Women are an integral part of society, without whom there would be no future population unless we suddenly discovered and were legally and ethically allowed to clone human beings in place of the natural act of reproduction. Women are the givers of life, they go through about 9 months of mood swings and childbearing weight gain and then hours of pain to bring new life into the world. For that alone women deserve unending praise and awe the world over.
For the integral part that women play in society, not just in childbirth but in the broader day-to-day motions of life, women, even in a prosperous nation like Australia, are still not treated as equal to the fullest possible extent. There is a low concentration of women in senior management roles and women are still not paid equally to men, even though that statistic is slowly creeping up to the parity line. The equal pay case success in the community services sector will certainly aid that important aim.
While women are not on an equal footing with men in positions of authority, that has certainly been evolving over recent years in Australia. We now have a female Premier of Queensland, even though that is about to end, a female Governor of Queensland and other states, a female Governor-General and even a female Prime Minister. One of the most powerful bank bosses in Australia is also of the fairer sex, namely Gail Kelly from Westpac and over time the representation of women in these positions will surely continue to grow.
The question is what is the way to achieve greater representation of women in the workplace? There continues to be a debate in this country, made even stronger and more public on days like this as to whether or not quotas on boards or in political parties is the answer.
The quota argument says that businesses must choose a certain number of women from a pool of candidates of men and women for board and senior management positions after appointing a maximum number of men, regardless of exact levels of experience and skill base, a kind of positive discrimination for the workplace if you will.
Quotas simply are not the answer, not forced ones at least, voluntary ones are a totally acceptable option for businesses to undertake to implement because there are certainly always a suitable array of female candidates available for any role in any occupation, whether it be at board level, senior management or otherwise.
Merit is by far and away the best option for the appointment of women to any role, the problem is that women are often overlooked for equally meritorious male candidates for various reasons, none of which are suitable and are often very discriminatory.
Merit in a perfectly pure sense should allow for the equal allocation of positions to women, particularly with women taking up a large percentage of undergraduate and further degrees, particularly in the recent decade or thereabouts.
To be able to use merit effectively though, to the advancement of women requires a change of mindset on the part of employers from the frankly pre-1950s view of women that must surely continue to exist in some businesses across the land, most notably in the higher echelons of management in these businesses.
Businesses must also openly encourage women to apply for positions, no matter what and do what they can within their means to identify and foster identified female talent, to keep them connected with their respective companies through practical measures that suit the circumstances of women.

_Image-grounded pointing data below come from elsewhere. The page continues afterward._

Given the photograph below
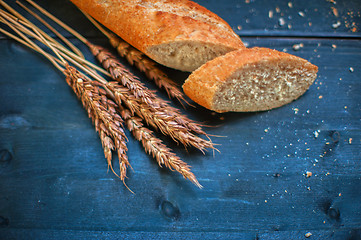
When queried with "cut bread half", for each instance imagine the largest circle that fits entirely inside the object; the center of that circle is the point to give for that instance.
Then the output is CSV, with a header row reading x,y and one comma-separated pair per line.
x,y
247,80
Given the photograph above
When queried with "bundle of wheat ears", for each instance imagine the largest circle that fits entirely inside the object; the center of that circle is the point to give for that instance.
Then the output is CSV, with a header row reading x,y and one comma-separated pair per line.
x,y
112,96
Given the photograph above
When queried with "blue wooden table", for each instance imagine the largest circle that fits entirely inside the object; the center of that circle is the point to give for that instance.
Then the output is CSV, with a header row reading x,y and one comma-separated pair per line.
x,y
54,182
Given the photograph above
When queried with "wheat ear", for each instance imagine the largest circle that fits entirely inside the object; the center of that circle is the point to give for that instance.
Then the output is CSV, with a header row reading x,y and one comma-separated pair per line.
x,y
154,146
156,104
100,109
143,63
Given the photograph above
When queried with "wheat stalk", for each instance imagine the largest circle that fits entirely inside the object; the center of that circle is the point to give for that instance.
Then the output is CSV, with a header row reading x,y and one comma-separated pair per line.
x,y
156,105
143,63
94,95
94,99
102,111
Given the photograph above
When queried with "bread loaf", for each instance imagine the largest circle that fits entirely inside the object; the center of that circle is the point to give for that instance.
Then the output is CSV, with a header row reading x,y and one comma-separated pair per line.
x,y
179,34
254,79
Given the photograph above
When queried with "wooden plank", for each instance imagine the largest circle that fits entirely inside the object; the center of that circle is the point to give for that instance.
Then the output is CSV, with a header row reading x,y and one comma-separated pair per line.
x,y
340,18
53,176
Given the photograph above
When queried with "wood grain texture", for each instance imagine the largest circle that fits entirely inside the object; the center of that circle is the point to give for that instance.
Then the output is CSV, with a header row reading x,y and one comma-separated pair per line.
x,y
54,182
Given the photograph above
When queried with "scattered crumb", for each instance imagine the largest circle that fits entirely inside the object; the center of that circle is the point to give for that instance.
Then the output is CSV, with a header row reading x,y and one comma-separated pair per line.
x,y
335,12
316,133
281,21
297,47
336,25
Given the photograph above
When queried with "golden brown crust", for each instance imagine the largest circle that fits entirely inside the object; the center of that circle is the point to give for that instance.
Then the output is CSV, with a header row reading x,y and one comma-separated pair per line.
x,y
205,83
148,23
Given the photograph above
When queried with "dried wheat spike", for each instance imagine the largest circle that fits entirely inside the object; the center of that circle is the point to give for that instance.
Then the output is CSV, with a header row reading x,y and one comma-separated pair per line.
x,y
158,105
154,146
101,110
148,66
158,120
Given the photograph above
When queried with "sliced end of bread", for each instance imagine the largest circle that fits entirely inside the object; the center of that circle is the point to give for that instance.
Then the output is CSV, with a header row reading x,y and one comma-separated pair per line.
x,y
246,80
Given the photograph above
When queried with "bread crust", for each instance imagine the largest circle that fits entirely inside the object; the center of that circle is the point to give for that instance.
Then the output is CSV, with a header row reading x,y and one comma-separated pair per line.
x,y
205,83
148,23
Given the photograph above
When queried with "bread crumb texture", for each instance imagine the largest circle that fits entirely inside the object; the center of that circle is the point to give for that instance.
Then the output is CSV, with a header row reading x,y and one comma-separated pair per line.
x,y
246,80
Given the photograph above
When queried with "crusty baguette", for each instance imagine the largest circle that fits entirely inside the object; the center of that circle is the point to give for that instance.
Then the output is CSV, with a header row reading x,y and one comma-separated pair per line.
x,y
254,79
176,33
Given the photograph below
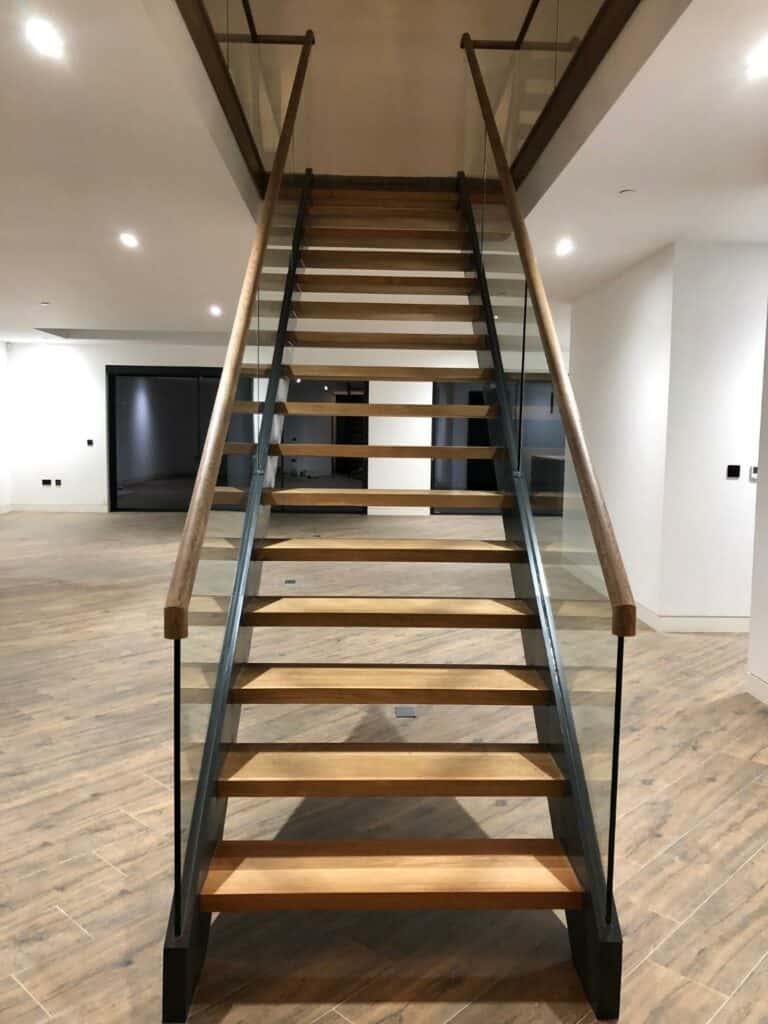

To break down these barriers will not be easy but it will a better, more fair outcome for both men and women and will, in a pure way of the practise of merit, likely lead to the same outcome. Women deserve an equal chance at being chosen for jobs based on the skills that they have gained and practised to the same extent as men.
Again a thank you to all women and may all of you have a happy 2012 International Women’s Day and may the next year be even better for you in all that you do.